Docker with custom networking using hook scripts

Hi folks,

we’re building our own SDN system and run networking software (like frr, keepalived, etc.) in docker containers.

The default docker networks (bridge, host, macvlan) don’t meet our requirements (use multiple veth with routing not bridging, different vrfs, etc.).

For testing purposes, I start the containers without networking (—network=none), then get the pid of the container (via docker inspect), set up a name for the container’s netns and set up the networking using the ‘ip netns’ command.

This causes problems because the network interfaces appear in the container after startup and some software has be manually restarted to work.

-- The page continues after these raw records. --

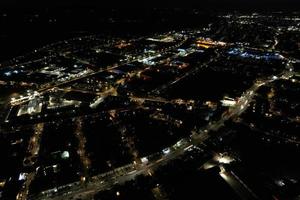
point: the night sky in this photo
(259, 4)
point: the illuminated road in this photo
(129, 172)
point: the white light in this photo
(166, 151)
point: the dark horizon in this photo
(206, 4)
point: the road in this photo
(129, 172)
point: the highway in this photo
(118, 176)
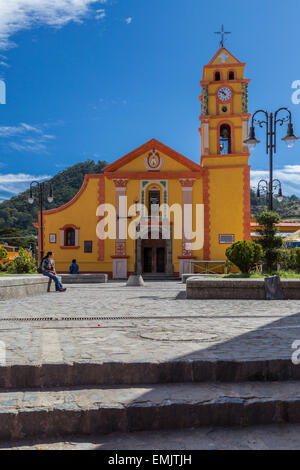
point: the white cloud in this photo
(26, 137)
(100, 14)
(12, 184)
(289, 176)
(17, 15)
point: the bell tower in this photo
(224, 156)
(224, 107)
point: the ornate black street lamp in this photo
(271, 122)
(41, 189)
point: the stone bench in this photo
(84, 278)
(25, 285)
(237, 288)
(184, 277)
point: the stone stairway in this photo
(160, 277)
(83, 399)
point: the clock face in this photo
(224, 94)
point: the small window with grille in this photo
(88, 246)
(226, 239)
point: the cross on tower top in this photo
(222, 34)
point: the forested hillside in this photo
(17, 212)
(288, 209)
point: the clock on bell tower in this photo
(224, 156)
(224, 108)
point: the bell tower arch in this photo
(224, 156)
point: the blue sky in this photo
(95, 79)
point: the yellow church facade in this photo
(154, 210)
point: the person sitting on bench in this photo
(74, 268)
(48, 269)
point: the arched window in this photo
(70, 237)
(225, 139)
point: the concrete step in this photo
(159, 277)
(265, 437)
(92, 278)
(103, 410)
(134, 373)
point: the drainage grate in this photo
(36, 319)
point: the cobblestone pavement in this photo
(272, 437)
(108, 322)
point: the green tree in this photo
(245, 255)
(3, 253)
(269, 239)
(24, 263)
(17, 213)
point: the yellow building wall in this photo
(82, 214)
(226, 196)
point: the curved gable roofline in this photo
(77, 195)
(153, 143)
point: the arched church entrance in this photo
(154, 252)
(154, 255)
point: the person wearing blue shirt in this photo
(74, 268)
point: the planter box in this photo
(237, 288)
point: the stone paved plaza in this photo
(111, 322)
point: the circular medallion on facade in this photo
(153, 161)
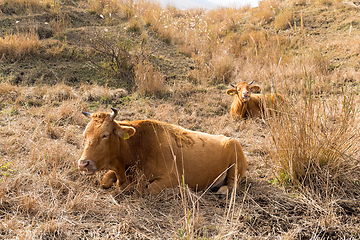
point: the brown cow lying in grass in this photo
(247, 105)
(165, 154)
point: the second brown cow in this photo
(248, 104)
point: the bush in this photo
(284, 20)
(116, 53)
(16, 46)
(148, 80)
(314, 141)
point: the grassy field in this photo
(59, 58)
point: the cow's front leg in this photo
(108, 180)
(158, 185)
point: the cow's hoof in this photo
(108, 180)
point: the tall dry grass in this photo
(16, 46)
(315, 141)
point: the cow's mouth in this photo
(245, 98)
(87, 167)
(87, 172)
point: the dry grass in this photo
(16, 46)
(284, 20)
(148, 80)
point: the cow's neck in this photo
(242, 107)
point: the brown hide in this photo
(163, 152)
(247, 104)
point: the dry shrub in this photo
(267, 10)
(136, 25)
(8, 92)
(106, 8)
(116, 52)
(101, 93)
(16, 46)
(284, 20)
(59, 92)
(148, 80)
(223, 66)
(315, 141)
(22, 6)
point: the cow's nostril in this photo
(83, 163)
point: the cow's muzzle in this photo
(87, 166)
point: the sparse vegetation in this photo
(59, 58)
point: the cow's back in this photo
(177, 153)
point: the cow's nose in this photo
(83, 163)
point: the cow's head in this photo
(103, 137)
(243, 90)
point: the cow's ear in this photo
(231, 91)
(255, 88)
(125, 132)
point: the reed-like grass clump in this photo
(315, 141)
(16, 46)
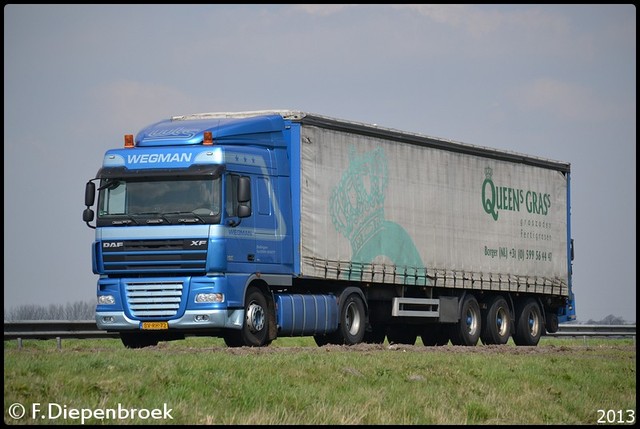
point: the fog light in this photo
(209, 297)
(106, 299)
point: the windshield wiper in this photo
(160, 219)
(194, 219)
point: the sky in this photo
(553, 81)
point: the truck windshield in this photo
(141, 201)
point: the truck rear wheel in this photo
(496, 322)
(352, 321)
(255, 328)
(467, 331)
(528, 324)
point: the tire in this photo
(496, 322)
(138, 340)
(255, 327)
(398, 334)
(352, 322)
(529, 324)
(466, 332)
(551, 323)
(435, 335)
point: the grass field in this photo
(201, 381)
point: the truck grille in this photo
(154, 256)
(161, 299)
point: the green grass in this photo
(562, 381)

I like to set up networking right before the container starts. Does docker have the capability to exec hook scripts on certain events (container start / stop)?

I don’t now the answer to your original question, so forgive me that I try to suggest an other way instead of trying hooks myself :slight_smile:
I haven’t used hooks (except “docker events” command) even though watched and even participated meetups where it was one of the topics. My guess is that if you can subscribe to the “start” event, that start means, your process inside that container has already been started or is starting. A container exists when there is a process inside that. ONe way I would try to solve your problem is creating an entrypoint in the container which runs a check in a loop waiting for a proper networking.

while true; do
    # checking in a loop then break out
done

exec "actual command"

This way the container could wait for the network before the process depending on that network starts. Of course you would need tools in the container capable of checking the network. If it is for testing, I think it’s okay to do that. In production, I wouldn’t be a problem, would it?